Doklam: An Update on the Ground Situation

Chinese officers did not attend Indian Independence Day celebrations at the Nathu La border on Tuesday according to a new story from PTI. However, soldiers of the Indian Army and ITBP reportedly exchanged sweets informally with their Chinese counterparts in the same area, which is only 25 kilometres from the standoff in Doklam.

Tuesday’s developments were on expected lines. The Chinese had not invited Indian personnel for PLA Day on August 1, as they normally would.

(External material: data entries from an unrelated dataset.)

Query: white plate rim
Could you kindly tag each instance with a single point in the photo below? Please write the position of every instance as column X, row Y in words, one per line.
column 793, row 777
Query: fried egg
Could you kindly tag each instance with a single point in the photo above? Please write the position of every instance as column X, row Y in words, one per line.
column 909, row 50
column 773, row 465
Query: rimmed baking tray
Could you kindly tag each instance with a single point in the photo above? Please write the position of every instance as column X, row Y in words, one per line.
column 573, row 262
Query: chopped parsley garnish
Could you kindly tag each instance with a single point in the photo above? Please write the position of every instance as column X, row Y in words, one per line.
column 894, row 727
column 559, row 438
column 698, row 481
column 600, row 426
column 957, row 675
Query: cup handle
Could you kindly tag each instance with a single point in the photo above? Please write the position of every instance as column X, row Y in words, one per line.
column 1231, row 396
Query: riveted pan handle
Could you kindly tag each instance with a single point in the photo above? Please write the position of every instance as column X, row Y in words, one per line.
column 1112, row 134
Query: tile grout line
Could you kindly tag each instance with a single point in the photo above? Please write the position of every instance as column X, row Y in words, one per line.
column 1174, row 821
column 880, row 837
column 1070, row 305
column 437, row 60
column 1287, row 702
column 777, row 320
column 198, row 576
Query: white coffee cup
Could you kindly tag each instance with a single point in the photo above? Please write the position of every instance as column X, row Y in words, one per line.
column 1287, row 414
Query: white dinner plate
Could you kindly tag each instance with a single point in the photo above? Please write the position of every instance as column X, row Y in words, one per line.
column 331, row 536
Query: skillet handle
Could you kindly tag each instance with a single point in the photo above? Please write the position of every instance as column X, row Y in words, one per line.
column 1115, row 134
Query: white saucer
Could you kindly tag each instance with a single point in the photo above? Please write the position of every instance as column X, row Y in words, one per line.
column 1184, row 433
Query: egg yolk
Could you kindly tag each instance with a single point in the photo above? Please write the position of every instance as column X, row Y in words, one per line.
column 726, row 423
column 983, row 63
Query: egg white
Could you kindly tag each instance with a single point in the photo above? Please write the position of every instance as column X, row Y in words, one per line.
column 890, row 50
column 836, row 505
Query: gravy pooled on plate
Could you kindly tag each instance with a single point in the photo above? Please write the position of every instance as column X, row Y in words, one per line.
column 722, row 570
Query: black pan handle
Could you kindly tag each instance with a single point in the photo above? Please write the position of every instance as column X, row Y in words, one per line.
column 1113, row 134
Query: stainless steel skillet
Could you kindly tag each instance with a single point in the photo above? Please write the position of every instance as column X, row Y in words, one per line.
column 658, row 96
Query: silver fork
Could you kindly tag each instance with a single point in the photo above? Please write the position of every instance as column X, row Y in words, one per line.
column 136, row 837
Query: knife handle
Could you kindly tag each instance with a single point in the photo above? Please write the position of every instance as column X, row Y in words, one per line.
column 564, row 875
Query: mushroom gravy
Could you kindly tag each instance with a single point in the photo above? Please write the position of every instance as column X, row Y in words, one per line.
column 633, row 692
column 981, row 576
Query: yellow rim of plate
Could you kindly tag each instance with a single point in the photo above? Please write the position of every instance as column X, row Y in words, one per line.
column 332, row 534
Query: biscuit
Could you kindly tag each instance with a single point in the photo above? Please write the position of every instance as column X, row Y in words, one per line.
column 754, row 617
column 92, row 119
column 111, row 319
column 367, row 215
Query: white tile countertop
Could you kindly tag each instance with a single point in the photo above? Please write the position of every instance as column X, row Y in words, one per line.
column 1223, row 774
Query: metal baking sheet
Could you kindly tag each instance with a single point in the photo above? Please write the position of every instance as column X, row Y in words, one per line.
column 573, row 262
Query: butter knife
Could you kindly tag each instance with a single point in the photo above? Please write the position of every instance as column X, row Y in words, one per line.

Meanwhile, a significant flag meeting scheduled for Friday between the Indian Army and PLA did not take place, according to reporting from The Economic Times.

‘The arrangements were made for the meeting from our side, but the Chinese didn’t show up. They (China) were undecided on attending it’, the story quoted an anonymous Indian government official as saying.

The border patrol meeting between an Indian major general and his PLA counterpart of equal rank, was also to take place in Nathu La.

Earlier last week, a border patrol meeting between brigadier-level officers failed to make headway.

Alerts

In other reporting last week, Ajai Shukla of Business Standard wrote that villagers in Nathang, ‘a border village 10-12 kilometres as the crow flies from Doklam,’ had been asked to evacuate as a precautionary measure. However, Nitin Gokhale, a former defence reporter with ties to the ruling BJP contradicted this assertion, tweeting that the ‘village(s) are never evacuated since they are too much in depth and not in a risk of any collateral damage’.

Separately, other stories indicated that up to 50,000 Indian Army soldiers around Sikkim and Arunachal Pradesh had been put on notice. Retired major-general Ashok K. Mehta also concluded that a ‘quiet buildup is underway on both sides.’

‘As abundant precaution, a general alert has been sounded in Sikkim and Arunachal Pradesh. Sukna’s 33 Corps with three Mountains divisions – 17, 27 and 20 – are moving into battle stations earlier than usual by end-August for the annual Op Alert which is normally held in the campaigning season of September and October’, Mehta wrote.

Also, according to Mehta, 20 Mountain Division will move into Bhutan and 33 Corp will war game ‘different battle scenarios’.

The Indian side is also contemplating possible Chinese responses in other sectors. In his story, Shukla reported that a ‘senior general’ believes the PLA could try and take over the Lipulekh pass on the India-Nepal-China trijunction.

“China could occupy Lipulekh, and use that as a face-saver for a mutual withdrawal from Doklam. Then, after the 19th Party Congress is concluded, all sides could return to the status quo”, Shukla quoted the anonymous general as saying.

Lipulekh is presently controlled by India but claimed by Nepal.

It’s worth noting that the anonymous general’s comments are in line with those of former foreign secretary Shyam Saran. In an interview with The Indian Express, Saran warned that while India holds favourable terrain in Doklam, the Chinese ‘could act somewhere else.’